System-level Simulation of an Aperture Array Beamformer

A multi-element, multi-beam aperture array beamforming system is being developed as part of the Expanded GMRT (eGMRT) project. This prototype system is a part of the proposal aimed at improving the scientific capabilities of the Giant Metrewave Radio Telescope (GMRT), one of the most sensitive instruments in the world for observing celestial objects at meter-wave radio frequencies. The initial prototype beamforming system built on an FPGA and operating in the L-band (1.1-1.7 GHz) is undergoing testing in a free-space test range at the GMRT site. In parallel with the efforts towards the final prototype development, we carried out an end-to-end simulation of the beamforming system by modeling the Vivaldi antenna array, RF and analog signal processing systems, and digital beamformer using MATLAB^® and Simulink^®. The free-space testing was simulated by modeling the transmitting antenna, propagation channel, and sources of interference for testing multiple beams.
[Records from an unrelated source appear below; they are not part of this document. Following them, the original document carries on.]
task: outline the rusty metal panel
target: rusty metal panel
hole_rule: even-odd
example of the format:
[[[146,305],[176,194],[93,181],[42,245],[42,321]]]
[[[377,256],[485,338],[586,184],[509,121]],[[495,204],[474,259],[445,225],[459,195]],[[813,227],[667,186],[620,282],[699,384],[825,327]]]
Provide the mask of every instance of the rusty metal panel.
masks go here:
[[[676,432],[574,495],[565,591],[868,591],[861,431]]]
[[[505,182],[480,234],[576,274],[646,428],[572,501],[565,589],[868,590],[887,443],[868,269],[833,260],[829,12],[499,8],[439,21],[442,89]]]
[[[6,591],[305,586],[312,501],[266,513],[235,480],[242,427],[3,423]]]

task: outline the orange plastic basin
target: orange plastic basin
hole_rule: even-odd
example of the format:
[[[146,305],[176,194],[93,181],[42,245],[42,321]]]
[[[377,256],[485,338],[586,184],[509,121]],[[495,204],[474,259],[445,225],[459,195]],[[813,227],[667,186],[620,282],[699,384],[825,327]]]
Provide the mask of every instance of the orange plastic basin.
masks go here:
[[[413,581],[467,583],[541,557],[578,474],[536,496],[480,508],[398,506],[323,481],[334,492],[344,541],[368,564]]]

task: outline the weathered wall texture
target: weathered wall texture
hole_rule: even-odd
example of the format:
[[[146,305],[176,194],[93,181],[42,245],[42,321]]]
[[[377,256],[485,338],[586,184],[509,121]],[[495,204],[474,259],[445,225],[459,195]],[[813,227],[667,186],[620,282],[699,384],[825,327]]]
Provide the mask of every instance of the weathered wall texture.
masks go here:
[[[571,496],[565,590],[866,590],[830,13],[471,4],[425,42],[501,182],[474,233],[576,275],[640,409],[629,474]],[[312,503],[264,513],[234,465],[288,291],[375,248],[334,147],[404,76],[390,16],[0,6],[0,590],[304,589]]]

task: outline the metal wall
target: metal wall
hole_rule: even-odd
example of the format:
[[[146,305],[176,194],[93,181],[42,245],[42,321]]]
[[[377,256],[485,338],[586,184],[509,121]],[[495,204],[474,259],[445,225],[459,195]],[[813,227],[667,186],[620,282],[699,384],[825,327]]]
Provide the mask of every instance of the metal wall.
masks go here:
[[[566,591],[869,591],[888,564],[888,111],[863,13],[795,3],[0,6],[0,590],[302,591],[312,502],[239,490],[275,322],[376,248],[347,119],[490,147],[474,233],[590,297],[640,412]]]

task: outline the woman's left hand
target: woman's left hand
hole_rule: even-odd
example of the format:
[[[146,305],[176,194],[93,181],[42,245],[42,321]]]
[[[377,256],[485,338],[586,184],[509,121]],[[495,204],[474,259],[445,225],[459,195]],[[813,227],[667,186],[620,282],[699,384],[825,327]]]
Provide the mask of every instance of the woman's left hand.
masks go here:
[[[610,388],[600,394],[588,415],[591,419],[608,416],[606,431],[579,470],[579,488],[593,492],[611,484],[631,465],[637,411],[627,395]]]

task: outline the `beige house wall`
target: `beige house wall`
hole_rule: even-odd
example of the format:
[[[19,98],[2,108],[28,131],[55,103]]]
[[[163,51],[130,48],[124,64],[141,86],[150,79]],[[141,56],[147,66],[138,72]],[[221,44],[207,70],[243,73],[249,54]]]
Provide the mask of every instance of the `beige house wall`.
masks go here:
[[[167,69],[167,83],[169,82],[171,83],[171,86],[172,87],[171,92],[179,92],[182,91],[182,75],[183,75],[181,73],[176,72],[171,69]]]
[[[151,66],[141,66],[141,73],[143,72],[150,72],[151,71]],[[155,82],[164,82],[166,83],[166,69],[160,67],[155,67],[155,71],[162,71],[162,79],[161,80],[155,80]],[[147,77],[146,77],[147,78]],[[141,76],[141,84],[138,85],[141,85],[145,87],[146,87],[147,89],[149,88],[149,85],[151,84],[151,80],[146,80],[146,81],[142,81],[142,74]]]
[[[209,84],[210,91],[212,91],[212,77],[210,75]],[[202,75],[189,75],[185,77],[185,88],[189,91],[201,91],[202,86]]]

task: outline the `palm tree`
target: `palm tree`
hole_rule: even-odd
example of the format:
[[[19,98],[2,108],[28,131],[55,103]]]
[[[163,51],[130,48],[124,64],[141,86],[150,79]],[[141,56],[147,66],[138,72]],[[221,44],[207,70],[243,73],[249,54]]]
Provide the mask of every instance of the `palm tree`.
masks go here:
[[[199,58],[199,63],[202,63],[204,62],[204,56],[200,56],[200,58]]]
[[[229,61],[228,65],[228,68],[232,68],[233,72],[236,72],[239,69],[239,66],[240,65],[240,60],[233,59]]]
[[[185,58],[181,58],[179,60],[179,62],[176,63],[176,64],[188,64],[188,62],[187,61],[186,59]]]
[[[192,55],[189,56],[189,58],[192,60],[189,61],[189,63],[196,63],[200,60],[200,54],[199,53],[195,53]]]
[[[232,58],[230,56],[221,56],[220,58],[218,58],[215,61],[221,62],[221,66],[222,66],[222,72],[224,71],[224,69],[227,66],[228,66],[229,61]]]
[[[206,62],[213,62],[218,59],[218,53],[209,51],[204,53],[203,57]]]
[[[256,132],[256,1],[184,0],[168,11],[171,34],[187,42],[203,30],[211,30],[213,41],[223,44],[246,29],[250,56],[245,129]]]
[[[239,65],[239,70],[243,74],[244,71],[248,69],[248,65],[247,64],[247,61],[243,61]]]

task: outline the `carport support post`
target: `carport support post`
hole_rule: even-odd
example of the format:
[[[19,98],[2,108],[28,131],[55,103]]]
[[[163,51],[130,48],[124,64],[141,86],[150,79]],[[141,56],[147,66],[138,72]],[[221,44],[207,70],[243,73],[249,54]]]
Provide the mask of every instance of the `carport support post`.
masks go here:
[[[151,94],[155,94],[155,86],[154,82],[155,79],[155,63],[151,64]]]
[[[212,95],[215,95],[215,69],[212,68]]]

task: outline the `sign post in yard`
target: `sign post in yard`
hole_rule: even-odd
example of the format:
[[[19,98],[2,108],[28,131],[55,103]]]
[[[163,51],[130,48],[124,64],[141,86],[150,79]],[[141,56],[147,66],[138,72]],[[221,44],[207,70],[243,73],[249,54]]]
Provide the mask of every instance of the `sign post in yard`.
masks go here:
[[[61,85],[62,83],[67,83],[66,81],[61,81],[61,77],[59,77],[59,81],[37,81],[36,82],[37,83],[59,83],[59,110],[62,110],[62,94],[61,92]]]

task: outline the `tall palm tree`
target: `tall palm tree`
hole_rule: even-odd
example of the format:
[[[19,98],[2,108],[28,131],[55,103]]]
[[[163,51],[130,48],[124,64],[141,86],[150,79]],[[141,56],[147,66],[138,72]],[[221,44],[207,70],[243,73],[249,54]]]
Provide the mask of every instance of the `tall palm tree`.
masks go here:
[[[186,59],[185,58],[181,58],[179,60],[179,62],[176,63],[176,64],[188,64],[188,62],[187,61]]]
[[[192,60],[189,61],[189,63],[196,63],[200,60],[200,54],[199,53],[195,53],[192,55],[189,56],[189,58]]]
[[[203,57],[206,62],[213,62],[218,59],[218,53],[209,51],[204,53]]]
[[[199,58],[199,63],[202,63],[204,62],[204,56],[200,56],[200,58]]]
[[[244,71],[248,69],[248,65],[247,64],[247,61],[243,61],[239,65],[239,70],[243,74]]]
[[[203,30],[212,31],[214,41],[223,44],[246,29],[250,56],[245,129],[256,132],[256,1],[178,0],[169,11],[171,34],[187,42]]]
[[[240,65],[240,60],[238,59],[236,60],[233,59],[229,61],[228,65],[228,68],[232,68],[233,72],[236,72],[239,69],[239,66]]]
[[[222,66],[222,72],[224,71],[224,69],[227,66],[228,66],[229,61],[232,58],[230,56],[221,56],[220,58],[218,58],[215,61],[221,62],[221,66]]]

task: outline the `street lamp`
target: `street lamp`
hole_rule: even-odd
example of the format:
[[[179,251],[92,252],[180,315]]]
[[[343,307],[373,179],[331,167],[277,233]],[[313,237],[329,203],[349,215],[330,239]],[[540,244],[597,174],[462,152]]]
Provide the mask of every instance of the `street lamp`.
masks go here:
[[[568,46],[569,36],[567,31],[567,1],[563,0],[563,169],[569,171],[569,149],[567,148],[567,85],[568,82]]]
The simulation was carried out in Simulink using multiple toolboxes for the beamformer's accurate modeling, including the antenna array, test range, and array signal processing algorithms. We tested phased array beamsteering, nulling, and maxSNR beamforming algorithms/techniques for linear and rectangular arrays in the simulation and compared them with the experimental results. We kept the model parameters for the beamforming system simulator similar to those in the actual system. This enabled us to see the difference in the performance of actual and simulated systems. Optimal beamforming was simulated in a case with mutual coupling between the antenna elements to understand its effect on the array covariance matrix, signal-to-noise ratio, and the array calibration process. This presentation would describe the simulator architecture and various beamforming tests and compare the results with the actual system performance. The simulator has a workflow-based framework to encapsulate future requirements of the project and to support diverse array signal processing and beamforming applications.